Dalam rekaman itu, Panglima TNI menyebut adanya institusi nonmiliter yang membeli 5.000 pucuk senjata. Panglima TNI juga bicara soal larangan bagi Kepolisian untuk memiliki senjata yang bisa menembak peralatan perang TNI.

Belakangan, Panglima TNI mengakui bahwa rekaman tersebut memang pernyataannya. Namun, Gatot menegaskan bahwa pernyataan itu bukan untuk publik. Sehingga, ia tidak mau berkomentar lagi soal substansi pernyataan dalam rekaman itu.

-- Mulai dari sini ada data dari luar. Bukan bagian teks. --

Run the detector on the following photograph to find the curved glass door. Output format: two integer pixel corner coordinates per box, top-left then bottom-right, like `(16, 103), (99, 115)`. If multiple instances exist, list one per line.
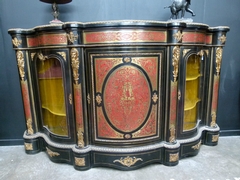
(183, 54), (201, 131)
(37, 58), (68, 136)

(Baca:  Luruskan Pernyataan Panglima, Wiranto Sebut 500 Pucuk Senjata untuk Pendidikan BIN)

Menanggapi pernyataan Panglima TNI, Menteri Koordinator Bidang Politik, Hukum, dan Keamanan Wiranto menjelaskan bahwa institusi non-militer yang berniat membeli senjata api adalah Badan Intelijen Negara (BIN) untuk keperluan pendidikan.

Jumlahnya tak mencapai 5.000 pucuk, tetapi hanya 500 pucuk. BIN juga sudah meminta izin ke Mabes Polri untuk pembelian senjata itu. Izin tak diteruskan ke TNI lantaran spesifikasi senjata yang dibeli BIN dari Pindad itu berbeda dengan yang dimiliki militer.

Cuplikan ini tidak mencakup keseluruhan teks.